SOA desperately needs DDD

Talking with some colleagues, involved in SOA projects, I often have the feeling of a big hole in the perception of what SOA is really meant for, and what is needed for SOA projects to be successful.

I do believe that SOA is a great idea, it just sounds like large scale common sense. But I also do believe that “large scale common sense” is an oxymoron. Many dysfunctions in SOA projects are closely related to what normally happens in large scale projects, and in many cases those dysfunctions are transforming the whole stuff a whole big loss of money.

A common mistake, is to focus primarily on the architectural aspects of a SOA implementation. Which sounds like a rather obvious thing to do, considering what the A of SOA stands for. Unfortunately, this approach often turns out being narrowed to large scale OOP, only with a different terminology. Services (and their underlying model) are not reusable the same way objects are (and you remember a bit of the times where “reuse” was the buzzword and OO was hype, you probably know that also object reuse turned out being a lot different from the premises).
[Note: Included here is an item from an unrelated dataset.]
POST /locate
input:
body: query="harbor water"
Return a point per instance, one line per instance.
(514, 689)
Behind its interface, a service is implemented according to a specific model. SOA makes no assumptions about the model, and allows for different implementation strategies: so far so good. Still one of the primary drivers for SOA is the need to rationalize the enterprise landscape, by removing unnecessary duplications and enforcing reuse of enterprise level services (we’re still in the “large scale common sense” here). Too often, the attempt to rationalize the landscape goes too far, trying to involve also the model in the process. This is often linked to the way SOA is conceived and implemented within your organization, a policy like “every significant entity will have to be wrapped by a service” will possibly lead to an enterprise scale CRUD moloch.

Enter Strategic Domain Driven Design
The point is that a service might be a significant reusable entity throughout the enterprise, while a model might not. A model should be the optimal solution to one specific problem, valid within a specific context. The context must have boundaries to allow for an optimal solution. An enterprise-level model will rapidly become blurred and some key abstraction will start to serve too many different purposes.
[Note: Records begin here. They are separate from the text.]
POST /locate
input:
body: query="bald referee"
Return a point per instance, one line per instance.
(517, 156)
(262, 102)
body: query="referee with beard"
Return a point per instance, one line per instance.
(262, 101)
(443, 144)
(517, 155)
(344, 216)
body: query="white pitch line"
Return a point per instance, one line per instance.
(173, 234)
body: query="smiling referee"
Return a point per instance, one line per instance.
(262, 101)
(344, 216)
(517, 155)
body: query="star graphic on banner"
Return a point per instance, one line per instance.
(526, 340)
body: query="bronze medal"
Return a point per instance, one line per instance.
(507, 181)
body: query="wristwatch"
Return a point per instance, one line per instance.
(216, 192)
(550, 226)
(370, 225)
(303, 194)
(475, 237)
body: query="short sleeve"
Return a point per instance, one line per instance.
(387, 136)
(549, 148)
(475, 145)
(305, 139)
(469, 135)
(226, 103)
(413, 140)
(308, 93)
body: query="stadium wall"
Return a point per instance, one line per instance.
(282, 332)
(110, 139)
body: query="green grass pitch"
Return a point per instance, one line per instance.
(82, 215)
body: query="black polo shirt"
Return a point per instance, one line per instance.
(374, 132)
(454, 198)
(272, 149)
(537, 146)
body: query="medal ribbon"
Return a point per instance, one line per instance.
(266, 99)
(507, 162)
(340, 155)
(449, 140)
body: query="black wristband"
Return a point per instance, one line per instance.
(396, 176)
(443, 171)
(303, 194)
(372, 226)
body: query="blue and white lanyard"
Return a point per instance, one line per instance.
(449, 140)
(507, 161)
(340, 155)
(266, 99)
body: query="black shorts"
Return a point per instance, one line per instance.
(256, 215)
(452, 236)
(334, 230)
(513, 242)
What is a Customer within an enterprise? Can you really find a one-size-fits-all model to represent a customer within the many context that must be supported by your enterprise scale SOA? My take on that is ...nope. Well, you’ll always be able to find some trivial entity that can be the same throughout the whole enterprise, but the odds will be against you if you start looking to some non-trivial entities existing in multiple domains.

In strategic Domain Driven Design there are some key principles to address this situation.
  • a model serves a specific use”: a model is a tool, and to be perfectly shaped for a specific use, the use must be well defined. Like a tool, a model can’t be really effective if the same object is used for many different purposes. Also, an effective model must be kept small enough to be coherent and manageable by a single skilled development team.
  • a model lives within a well defined context”: context and their boundaries are really important to define a coherent model. There are entities that can be used in different context, but sharing the same entity is not necessarily the best way to address the problem. Often the drawbacks are heavies than the advantages.
  • there will always be multiple models”: despite this sounding rather obvious on a large scale SOA, many times a lot of effort is dedicated to try to fight this situation, with minimal chances to win.

A typical problem with SOA is that implicit communication costs are rarely accounted. Sharing the vision of a model within a development team already has a cost which can be kept small enough if the team size is reasonable. Having the same vision within a 5 persons team is feasible. Sharing the vision among 40 people (or more) from different consulting or body rental companies (which is a common scenario in large-scale SOA development) is pure utopia.